Fall Sonja Engelbrecht: Der ersehnte Fund im Felsspalt
München/Kipfenberg - Die letzte Fahrt der seit 27 Jahren vermissten Münchnerin Sonja Engelbrecht endete wohl im Staatswald Kälbertal, in Grösdorf bei Kipfenberg, 110 Kilometer nördlich von München. Hier im Landkreis Eichstätt kommt alles ein wenig verschlafen daher. Das regnerisch-dunkle Wetter am Mittwoch passt zum traurigen Anlass. Von Herbst bis Frühjahr ist die Gegend zudem berüchtigt für Dauernebel. Er setzt sich oft tagelang fest, zäh und undurchsichtig. Dem Altmühltal sei Dank.

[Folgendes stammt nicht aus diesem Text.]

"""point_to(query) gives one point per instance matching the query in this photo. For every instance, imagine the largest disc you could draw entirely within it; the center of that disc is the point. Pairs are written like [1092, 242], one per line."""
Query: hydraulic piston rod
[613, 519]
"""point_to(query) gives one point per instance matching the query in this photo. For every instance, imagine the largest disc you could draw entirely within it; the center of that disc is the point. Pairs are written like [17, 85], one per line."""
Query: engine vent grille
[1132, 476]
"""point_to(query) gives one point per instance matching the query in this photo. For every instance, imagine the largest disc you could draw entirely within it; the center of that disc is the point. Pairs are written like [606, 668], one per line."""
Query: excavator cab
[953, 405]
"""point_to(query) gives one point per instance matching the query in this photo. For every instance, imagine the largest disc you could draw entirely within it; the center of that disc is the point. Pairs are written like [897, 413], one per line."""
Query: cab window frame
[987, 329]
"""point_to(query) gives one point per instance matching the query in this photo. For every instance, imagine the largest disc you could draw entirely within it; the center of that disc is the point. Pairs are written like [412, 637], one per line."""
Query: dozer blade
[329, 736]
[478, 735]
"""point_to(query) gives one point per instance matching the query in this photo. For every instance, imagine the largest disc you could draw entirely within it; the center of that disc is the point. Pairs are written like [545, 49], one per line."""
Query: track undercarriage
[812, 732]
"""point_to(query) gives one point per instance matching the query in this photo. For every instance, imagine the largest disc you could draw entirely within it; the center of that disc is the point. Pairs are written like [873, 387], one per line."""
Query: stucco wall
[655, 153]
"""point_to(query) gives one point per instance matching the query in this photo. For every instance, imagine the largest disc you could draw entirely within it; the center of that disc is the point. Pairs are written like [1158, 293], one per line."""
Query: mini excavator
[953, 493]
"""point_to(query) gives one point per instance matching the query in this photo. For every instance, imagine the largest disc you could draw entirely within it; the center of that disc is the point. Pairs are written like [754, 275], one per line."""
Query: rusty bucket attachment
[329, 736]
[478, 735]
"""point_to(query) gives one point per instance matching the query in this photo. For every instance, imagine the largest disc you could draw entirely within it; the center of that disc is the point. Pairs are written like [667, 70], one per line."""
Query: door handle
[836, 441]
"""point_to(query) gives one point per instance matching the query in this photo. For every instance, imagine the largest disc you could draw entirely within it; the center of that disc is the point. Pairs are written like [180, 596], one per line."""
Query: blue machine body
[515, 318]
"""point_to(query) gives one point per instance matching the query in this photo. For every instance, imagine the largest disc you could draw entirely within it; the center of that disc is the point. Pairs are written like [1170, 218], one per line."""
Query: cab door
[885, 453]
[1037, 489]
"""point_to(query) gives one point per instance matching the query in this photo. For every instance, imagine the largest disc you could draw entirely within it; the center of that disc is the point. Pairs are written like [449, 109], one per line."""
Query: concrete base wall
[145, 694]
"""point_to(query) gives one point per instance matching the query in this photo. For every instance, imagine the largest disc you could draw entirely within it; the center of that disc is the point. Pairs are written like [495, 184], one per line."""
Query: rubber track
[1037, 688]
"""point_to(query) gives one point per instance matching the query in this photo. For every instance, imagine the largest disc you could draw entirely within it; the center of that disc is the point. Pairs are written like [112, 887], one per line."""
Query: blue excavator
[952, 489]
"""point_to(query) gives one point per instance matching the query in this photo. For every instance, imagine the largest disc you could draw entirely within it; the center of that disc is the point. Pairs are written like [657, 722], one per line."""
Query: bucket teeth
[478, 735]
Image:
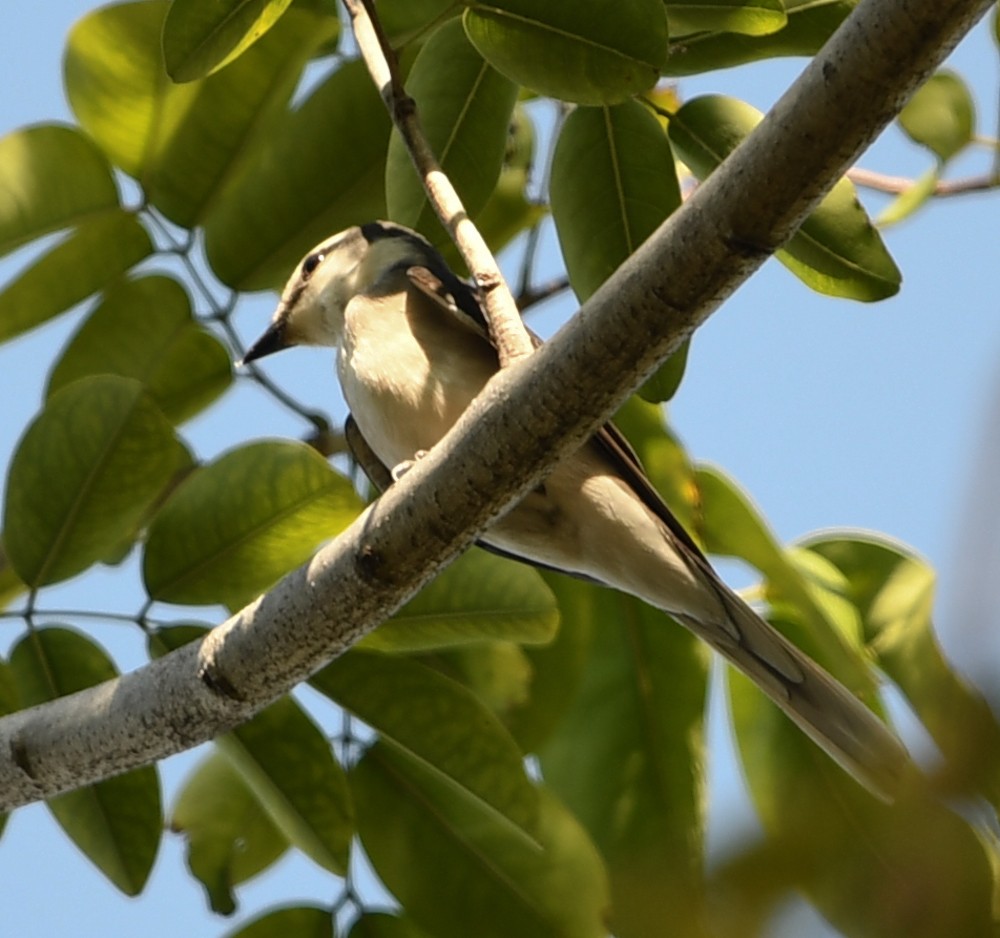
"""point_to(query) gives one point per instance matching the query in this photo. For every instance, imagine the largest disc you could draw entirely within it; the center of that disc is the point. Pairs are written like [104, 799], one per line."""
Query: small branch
[897, 185]
[507, 330]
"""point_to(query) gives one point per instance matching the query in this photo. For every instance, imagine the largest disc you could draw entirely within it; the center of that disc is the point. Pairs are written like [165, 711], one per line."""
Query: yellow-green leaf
[201, 37]
[465, 109]
[600, 52]
[236, 525]
[84, 476]
[837, 250]
[287, 762]
[51, 177]
[144, 329]
[117, 823]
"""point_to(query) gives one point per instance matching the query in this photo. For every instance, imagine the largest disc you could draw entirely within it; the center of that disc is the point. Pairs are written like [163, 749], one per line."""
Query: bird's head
[357, 260]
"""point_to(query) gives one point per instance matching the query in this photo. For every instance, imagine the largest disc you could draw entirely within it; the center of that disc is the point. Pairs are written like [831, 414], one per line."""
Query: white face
[313, 301]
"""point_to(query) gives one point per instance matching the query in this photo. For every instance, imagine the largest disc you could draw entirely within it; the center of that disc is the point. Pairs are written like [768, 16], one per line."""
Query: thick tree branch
[507, 330]
[529, 416]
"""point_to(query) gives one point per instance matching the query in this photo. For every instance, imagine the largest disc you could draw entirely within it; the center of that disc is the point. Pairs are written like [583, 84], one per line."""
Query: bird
[413, 351]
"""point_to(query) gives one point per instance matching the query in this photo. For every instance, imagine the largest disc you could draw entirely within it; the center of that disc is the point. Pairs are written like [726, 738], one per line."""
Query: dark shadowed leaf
[595, 53]
[480, 597]
[438, 722]
[465, 109]
[286, 761]
[229, 836]
[321, 169]
[893, 589]
[451, 861]
[85, 475]
[144, 329]
[51, 177]
[200, 38]
[837, 250]
[116, 823]
[236, 525]
[94, 254]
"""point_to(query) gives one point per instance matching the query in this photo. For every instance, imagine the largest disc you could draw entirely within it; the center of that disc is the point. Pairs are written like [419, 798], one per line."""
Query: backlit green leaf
[200, 38]
[117, 823]
[809, 24]
[91, 256]
[144, 329]
[229, 836]
[451, 861]
[51, 177]
[84, 476]
[478, 598]
[236, 525]
[837, 250]
[321, 169]
[941, 115]
[182, 142]
[286, 761]
[595, 53]
[751, 17]
[465, 109]
[440, 723]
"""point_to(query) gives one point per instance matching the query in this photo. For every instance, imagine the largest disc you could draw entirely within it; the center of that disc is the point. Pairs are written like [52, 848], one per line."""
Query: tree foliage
[207, 132]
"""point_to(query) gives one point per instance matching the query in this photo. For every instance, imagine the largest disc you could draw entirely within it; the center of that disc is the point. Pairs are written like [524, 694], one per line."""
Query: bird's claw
[406, 465]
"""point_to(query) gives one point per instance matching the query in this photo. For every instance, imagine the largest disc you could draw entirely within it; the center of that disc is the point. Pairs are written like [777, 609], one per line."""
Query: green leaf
[229, 836]
[480, 597]
[905, 204]
[456, 867]
[90, 257]
[238, 524]
[629, 757]
[894, 590]
[403, 20]
[601, 52]
[200, 38]
[941, 115]
[383, 925]
[750, 17]
[809, 24]
[851, 854]
[51, 177]
[441, 724]
[181, 142]
[297, 921]
[116, 823]
[837, 250]
[144, 329]
[286, 761]
[321, 169]
[85, 475]
[613, 183]
[465, 109]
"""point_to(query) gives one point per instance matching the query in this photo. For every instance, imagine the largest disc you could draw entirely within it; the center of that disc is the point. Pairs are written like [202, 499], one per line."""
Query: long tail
[820, 705]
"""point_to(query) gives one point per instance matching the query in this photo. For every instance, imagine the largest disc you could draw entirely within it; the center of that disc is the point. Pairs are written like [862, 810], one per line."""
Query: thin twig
[507, 330]
[897, 185]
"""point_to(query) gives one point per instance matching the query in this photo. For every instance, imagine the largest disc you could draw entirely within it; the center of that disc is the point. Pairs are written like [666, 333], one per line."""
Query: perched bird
[412, 353]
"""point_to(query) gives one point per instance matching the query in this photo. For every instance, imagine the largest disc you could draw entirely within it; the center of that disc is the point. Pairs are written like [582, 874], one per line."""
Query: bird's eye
[311, 263]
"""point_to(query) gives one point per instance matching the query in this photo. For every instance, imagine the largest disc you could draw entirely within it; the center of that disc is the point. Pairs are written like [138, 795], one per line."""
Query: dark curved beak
[273, 340]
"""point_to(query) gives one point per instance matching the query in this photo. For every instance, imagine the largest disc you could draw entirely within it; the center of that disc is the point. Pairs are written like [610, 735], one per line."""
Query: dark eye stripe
[311, 263]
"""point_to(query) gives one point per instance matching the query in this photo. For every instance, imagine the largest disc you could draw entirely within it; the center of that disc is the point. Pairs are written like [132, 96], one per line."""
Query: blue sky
[829, 413]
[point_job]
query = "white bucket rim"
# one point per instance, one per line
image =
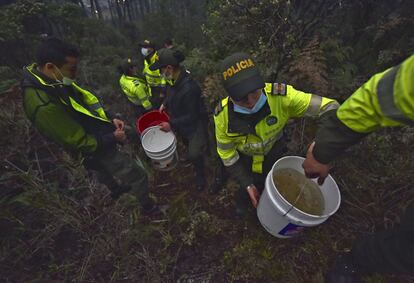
(292, 207)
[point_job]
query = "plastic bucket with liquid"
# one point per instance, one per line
(160, 147)
(283, 220)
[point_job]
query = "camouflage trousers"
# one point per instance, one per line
(121, 173)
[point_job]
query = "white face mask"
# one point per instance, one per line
(145, 52)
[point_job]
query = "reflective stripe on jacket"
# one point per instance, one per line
(136, 91)
(153, 78)
(385, 100)
(62, 118)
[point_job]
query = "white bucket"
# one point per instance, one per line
(283, 220)
(160, 147)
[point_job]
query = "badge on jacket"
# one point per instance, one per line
(279, 89)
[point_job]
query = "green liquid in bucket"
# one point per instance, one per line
(289, 183)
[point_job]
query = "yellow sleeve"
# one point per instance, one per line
(307, 104)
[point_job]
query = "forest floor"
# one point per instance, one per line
(58, 224)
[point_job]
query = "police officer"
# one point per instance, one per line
(185, 106)
(156, 83)
(135, 87)
(385, 100)
(74, 118)
(249, 123)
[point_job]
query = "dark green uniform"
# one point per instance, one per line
(386, 100)
(74, 118)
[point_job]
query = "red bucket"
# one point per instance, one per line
(150, 119)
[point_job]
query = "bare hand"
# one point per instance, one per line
(165, 126)
(254, 195)
(119, 124)
(313, 168)
(120, 135)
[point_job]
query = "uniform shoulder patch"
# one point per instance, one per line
(279, 89)
(218, 109)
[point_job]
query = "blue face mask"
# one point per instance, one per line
(259, 104)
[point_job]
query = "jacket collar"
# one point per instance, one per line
(33, 77)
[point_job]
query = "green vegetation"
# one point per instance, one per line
(58, 224)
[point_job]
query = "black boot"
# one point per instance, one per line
(219, 180)
(200, 180)
(343, 271)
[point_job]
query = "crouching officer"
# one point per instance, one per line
(73, 117)
(135, 87)
(249, 123)
(385, 100)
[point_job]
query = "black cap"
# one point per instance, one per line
(147, 43)
(240, 75)
(167, 57)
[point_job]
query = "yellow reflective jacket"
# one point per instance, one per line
(284, 102)
(50, 110)
(386, 99)
(153, 78)
(136, 91)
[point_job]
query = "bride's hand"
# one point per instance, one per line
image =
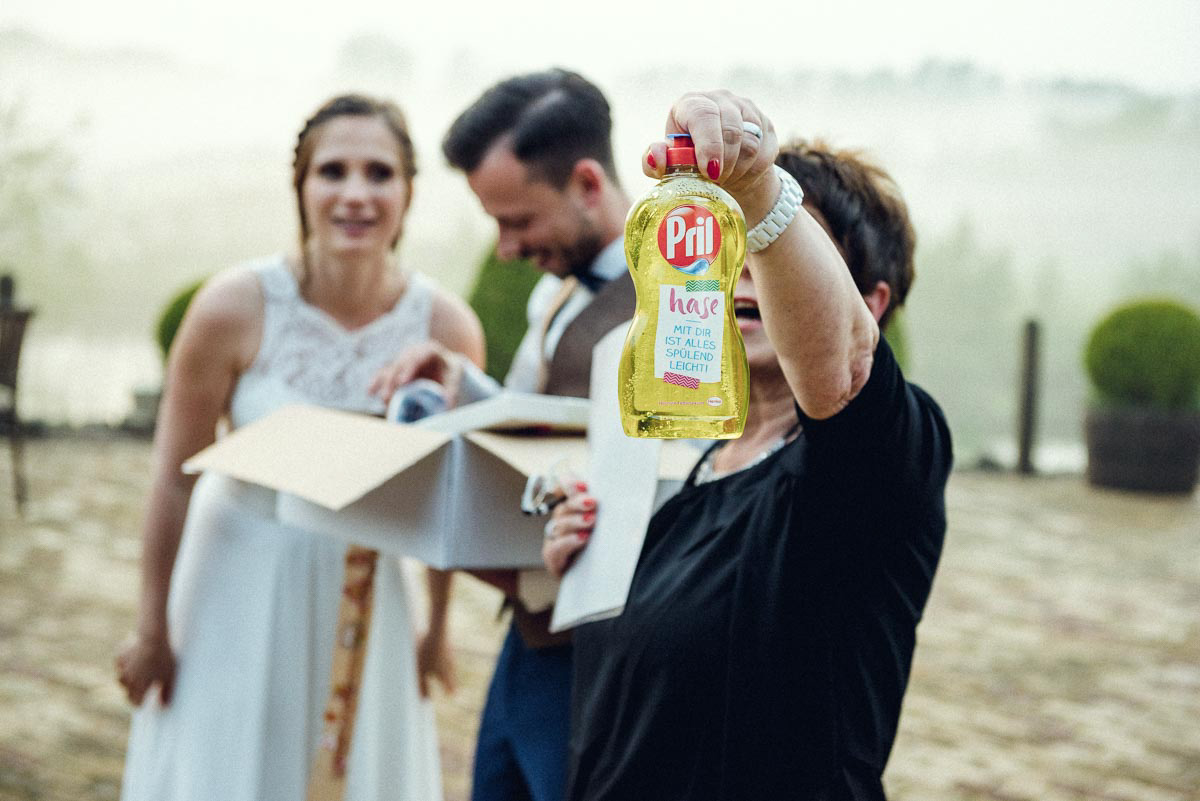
(144, 662)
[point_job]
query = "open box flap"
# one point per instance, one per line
(531, 455)
(514, 410)
(328, 457)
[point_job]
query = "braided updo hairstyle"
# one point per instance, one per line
(867, 214)
(348, 106)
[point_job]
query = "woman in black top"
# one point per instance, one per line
(767, 638)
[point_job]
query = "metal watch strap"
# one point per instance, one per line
(768, 229)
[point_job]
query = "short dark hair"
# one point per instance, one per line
(556, 118)
(867, 214)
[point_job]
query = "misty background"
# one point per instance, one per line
(129, 170)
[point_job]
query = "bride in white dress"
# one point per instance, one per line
(232, 658)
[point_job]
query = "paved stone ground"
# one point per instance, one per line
(1060, 660)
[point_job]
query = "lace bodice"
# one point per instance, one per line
(306, 356)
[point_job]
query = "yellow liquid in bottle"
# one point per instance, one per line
(683, 372)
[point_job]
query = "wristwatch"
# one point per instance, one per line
(780, 216)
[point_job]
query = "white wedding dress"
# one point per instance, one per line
(253, 603)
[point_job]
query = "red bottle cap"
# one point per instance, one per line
(681, 150)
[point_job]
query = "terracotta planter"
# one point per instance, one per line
(1145, 450)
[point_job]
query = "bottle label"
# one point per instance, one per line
(690, 335)
(689, 239)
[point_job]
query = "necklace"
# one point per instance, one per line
(705, 471)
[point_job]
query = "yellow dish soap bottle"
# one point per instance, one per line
(683, 372)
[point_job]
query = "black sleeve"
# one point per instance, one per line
(891, 425)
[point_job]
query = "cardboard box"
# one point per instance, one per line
(445, 491)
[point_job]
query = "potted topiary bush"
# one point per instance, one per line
(145, 398)
(1143, 427)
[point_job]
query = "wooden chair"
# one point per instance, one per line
(12, 332)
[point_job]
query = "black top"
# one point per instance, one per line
(768, 633)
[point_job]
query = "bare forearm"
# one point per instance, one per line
(160, 546)
(439, 583)
(815, 317)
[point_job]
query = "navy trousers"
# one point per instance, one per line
(521, 752)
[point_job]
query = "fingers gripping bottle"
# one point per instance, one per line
(683, 372)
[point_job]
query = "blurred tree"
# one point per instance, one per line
(499, 296)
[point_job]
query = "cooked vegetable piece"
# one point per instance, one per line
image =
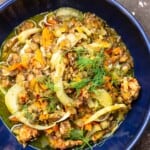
(105, 110)
(65, 76)
(103, 97)
(11, 98)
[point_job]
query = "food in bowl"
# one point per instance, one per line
(65, 76)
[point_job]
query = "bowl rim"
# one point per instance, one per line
(138, 26)
(141, 31)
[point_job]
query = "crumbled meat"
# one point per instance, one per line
(129, 89)
(58, 143)
(26, 134)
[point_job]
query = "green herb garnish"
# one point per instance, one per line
(80, 84)
(94, 68)
(47, 81)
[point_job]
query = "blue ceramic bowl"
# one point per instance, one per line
(14, 11)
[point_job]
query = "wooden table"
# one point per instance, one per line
(141, 10)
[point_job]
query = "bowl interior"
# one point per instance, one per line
(135, 40)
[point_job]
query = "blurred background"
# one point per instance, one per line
(141, 10)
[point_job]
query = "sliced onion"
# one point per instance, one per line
(57, 63)
(24, 35)
(103, 97)
(104, 111)
(22, 119)
(11, 98)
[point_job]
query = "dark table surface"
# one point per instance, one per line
(141, 10)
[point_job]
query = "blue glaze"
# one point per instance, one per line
(132, 34)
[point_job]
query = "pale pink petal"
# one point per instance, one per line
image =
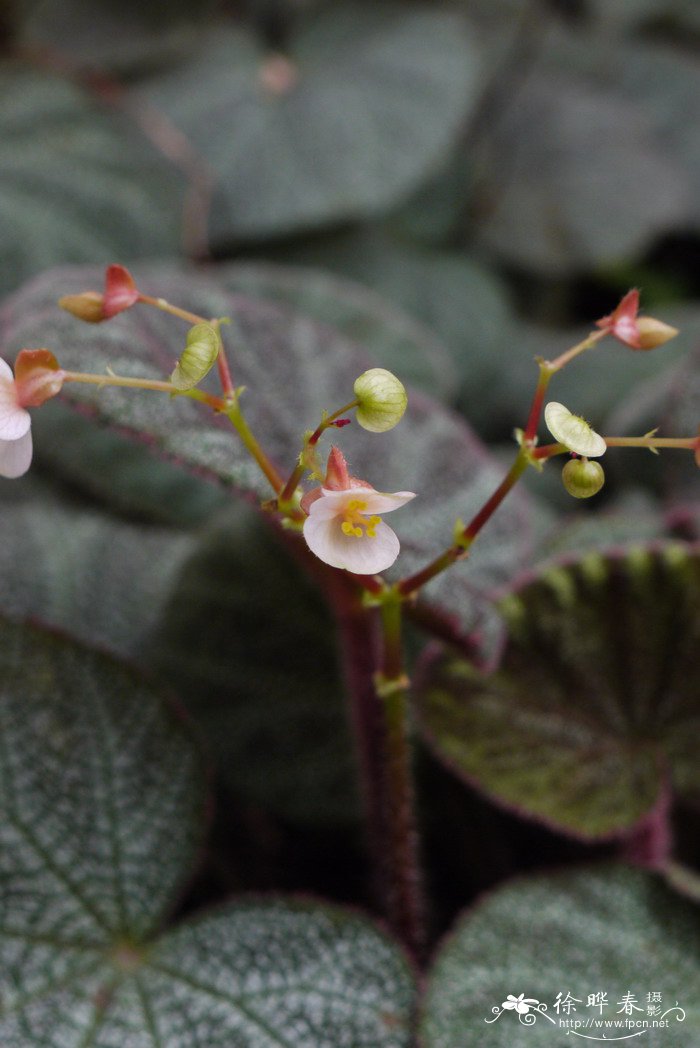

Es ist ein Dunst, der sicher einen ziemlich guten Sichtschutz bieten würde, wenn ein Mörder sein Opfer im Wald verstecken wollte. Tief sinkt man hier in den Boden, trotz wochenlanger Trockenheit. Trampelpfade findet man im Unterholz nicht, aber Spuren von Traktorenreifen, die Altholz herauszerren. Menschen dürften an der Stelle also nicht oft unterwegs sein.

Der Knochenfund ist nur 200 Meter vom letzten entfernt
Da stellt sich gleich die erste Frage: Lag die tote Sonja Engelbrecht 27 Jahre lang unbemerkt an dieser Felswand, wo die Polizei nun eine blaue Plane gespannt hat, damit der Regen keine weiteren Spuren verwischt?
Am Stiglmaierplatz wurde die damals 19-jährige Sonja Engelbrecht das letzte Mal von Zeugen lebend gesehen. Am Abend des 10. April 1995 war das. Sie wollte nach Hause gehen, so sagte es ein Freund aus, der sie zuletzt sah. Dass sie tot ist, steht fest, seit Ende 2020 ein Oberschenkelknochen in eben jenem Grösdorfer Waldstück gefunden wurde, von einem Waldarbeiter, oberhalb der gestern ausgebreiteten Plane.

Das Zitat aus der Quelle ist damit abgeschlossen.